Shimmer’s final issue, #46, was included in the Hugo voters’ packet. As one would expect, there are some great stories in here, and I would be hard pressed to choose a single favorite. If I did have to choose, I would probably go with Cory Skerry’s “Antumbra,” since I’m a sucker for a good changeling story. Honestly, this one is worthy of a Hugo nomination in its own right. One extra bit of icing on the cake is that the piece taught me a new word: “antumbra” refers to one of the three parts of a shadow (and it makes perfect sense as a title, once you learn a bit about the main characters and their relationship to each other).

Mary Robinette Kowal’s “Rust and Bone” could also be read as a changeling story, though not as directly. While there was some wonderfully vivid imagery, the story was less engaging than it could have been because we never really find out why the main character’s mother gave her up to Grandmother or what she got in return. (We’re also never told clearly what Grandmother is, though the line about her rocking chair being made of iron suggests that if this is a take on the changeling myth, the traditional role of the species is reversed.)

“40 Facts About the Strip Mall at the Corner of Never and Was” by Alex Acks is another strong story. The list format can be hit-or-miss, but Acks does a great job of relating a coherent tale with very brief vignettes.

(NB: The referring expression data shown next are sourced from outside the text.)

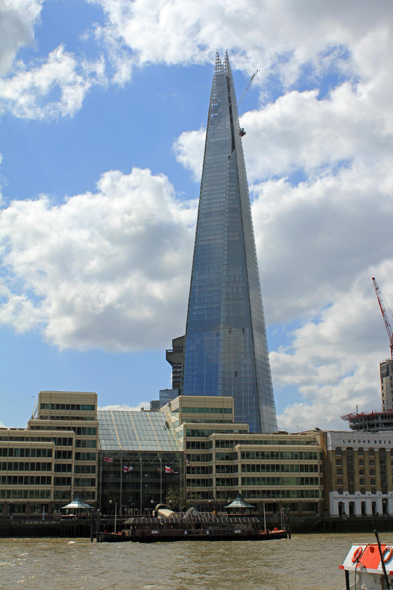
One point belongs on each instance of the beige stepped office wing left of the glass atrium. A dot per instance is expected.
(46, 464)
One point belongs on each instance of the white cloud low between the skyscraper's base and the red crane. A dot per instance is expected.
(334, 361)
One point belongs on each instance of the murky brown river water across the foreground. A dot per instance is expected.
(306, 562)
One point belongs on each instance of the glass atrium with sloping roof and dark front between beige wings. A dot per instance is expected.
(135, 449)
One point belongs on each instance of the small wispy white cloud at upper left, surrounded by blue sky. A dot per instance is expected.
(33, 93)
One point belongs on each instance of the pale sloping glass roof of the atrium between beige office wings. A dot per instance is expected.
(135, 431)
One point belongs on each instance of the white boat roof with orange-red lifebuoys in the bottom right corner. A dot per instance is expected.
(367, 558)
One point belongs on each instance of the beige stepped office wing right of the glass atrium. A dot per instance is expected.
(223, 458)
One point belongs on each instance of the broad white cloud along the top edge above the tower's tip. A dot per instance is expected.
(276, 37)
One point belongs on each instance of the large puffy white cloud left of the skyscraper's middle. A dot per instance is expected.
(107, 270)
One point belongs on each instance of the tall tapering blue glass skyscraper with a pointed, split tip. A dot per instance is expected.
(226, 349)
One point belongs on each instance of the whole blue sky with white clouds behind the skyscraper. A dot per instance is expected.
(103, 108)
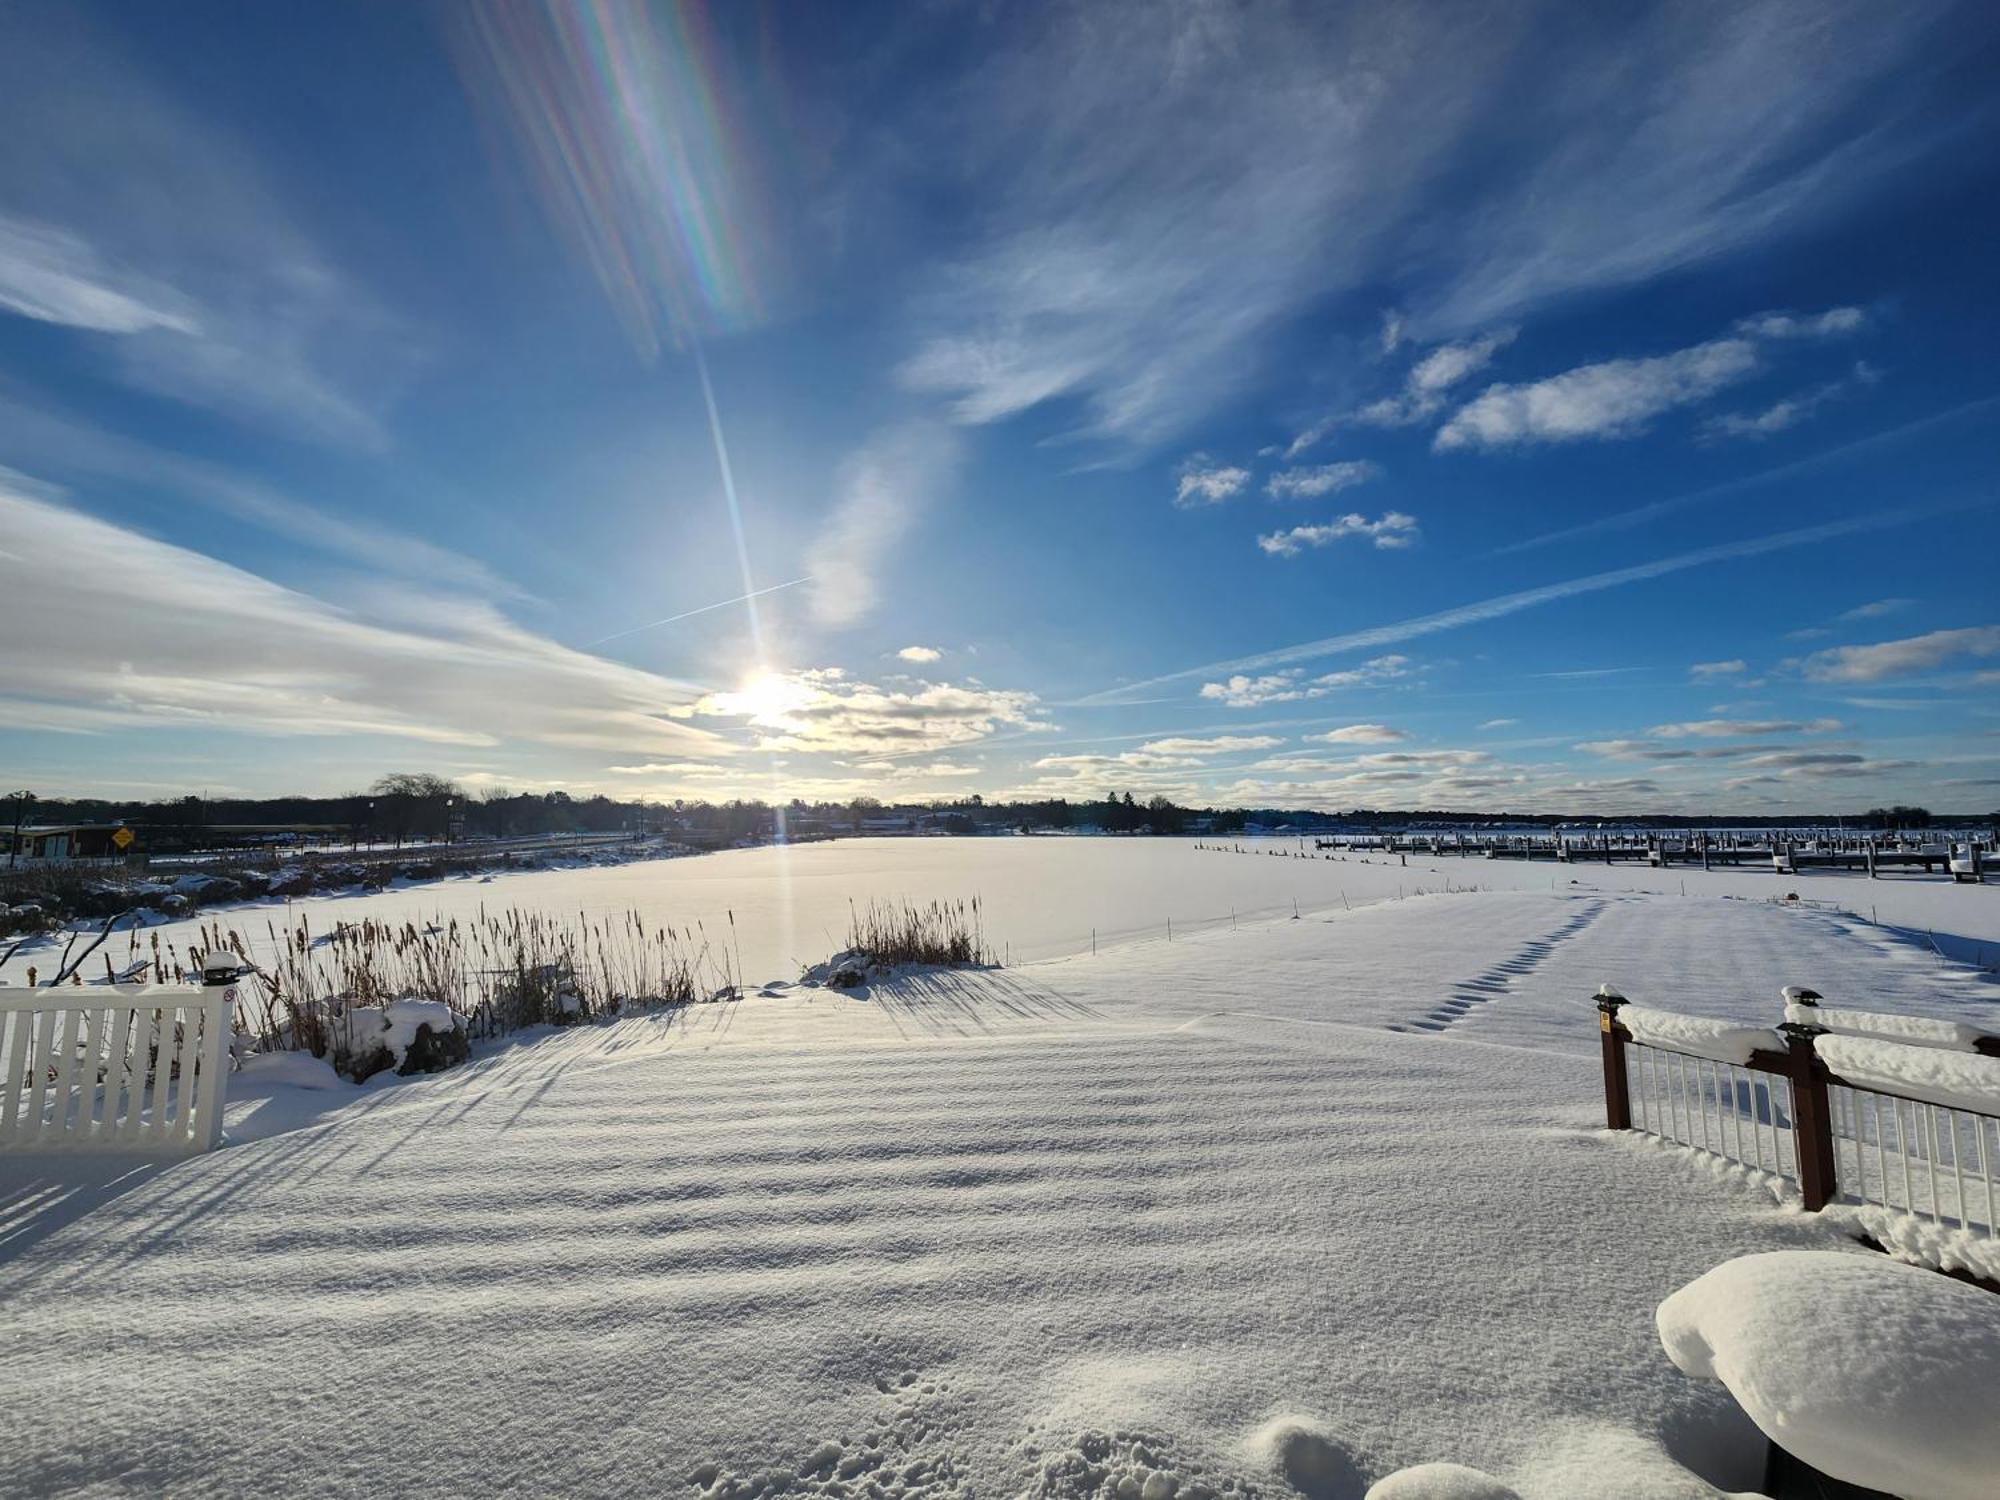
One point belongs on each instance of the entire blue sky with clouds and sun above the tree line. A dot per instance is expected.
(1491, 407)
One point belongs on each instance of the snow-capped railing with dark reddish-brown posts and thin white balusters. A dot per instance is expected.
(1855, 1107)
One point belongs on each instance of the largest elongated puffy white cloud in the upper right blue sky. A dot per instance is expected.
(1599, 401)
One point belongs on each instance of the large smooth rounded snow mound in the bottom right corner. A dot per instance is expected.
(1871, 1371)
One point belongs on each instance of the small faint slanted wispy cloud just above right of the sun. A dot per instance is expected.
(879, 493)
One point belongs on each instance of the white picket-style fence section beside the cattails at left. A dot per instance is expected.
(117, 1067)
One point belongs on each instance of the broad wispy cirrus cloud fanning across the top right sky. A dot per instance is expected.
(1273, 159)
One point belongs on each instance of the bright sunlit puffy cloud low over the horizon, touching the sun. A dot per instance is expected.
(823, 709)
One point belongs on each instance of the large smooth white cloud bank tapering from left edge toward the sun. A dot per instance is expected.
(115, 631)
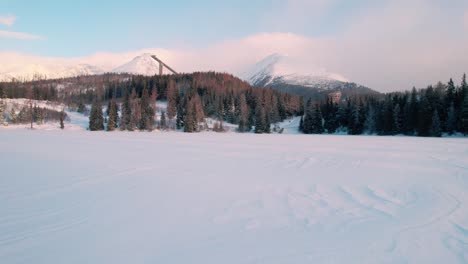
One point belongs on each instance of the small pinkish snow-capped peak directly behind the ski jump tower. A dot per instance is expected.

I also enjoyed Steve Toase’s “Streuobstweise.” The title is a German word for “orchard,” which is a central location in the story. The piece is filled with evocative imagery, particularly some drawing on senses other than sight. It’s an unsettling, claustrophobic story that straddles the line between fantasy and horror.

One thing that surprised me about the issue was how many stories had a science fictional premise, since Shimmer has tended to lean heavily toward contemporary fantasy. A.C. Wise’s “The Time Traveler’s Husband” and Leonie Skye’s “Tryannocora Regina” both deal with time travel or alternate timelines. “The Time Traveler’s Husband,” in particular, is an engaging and complex story. Readers familiar with Audrey Niffinegger’s “The Time Traveler’s Wife” may get something extra out of it, since Wise has stated that her piece is a direct response to that novel. Wren Wallis’s “Ghosts of Bari” is another sci-fi story, this one more in a space opera vein. It’s notable for being the last story published by Shimmer.

While I’m sad to see Shimmer end, I appreciate that they’re going out on a high note. There’s a variety of stories here, most of them strong. It’s a worthy Hugo nominee, and a tribute to all the work Shimmer has done over the years.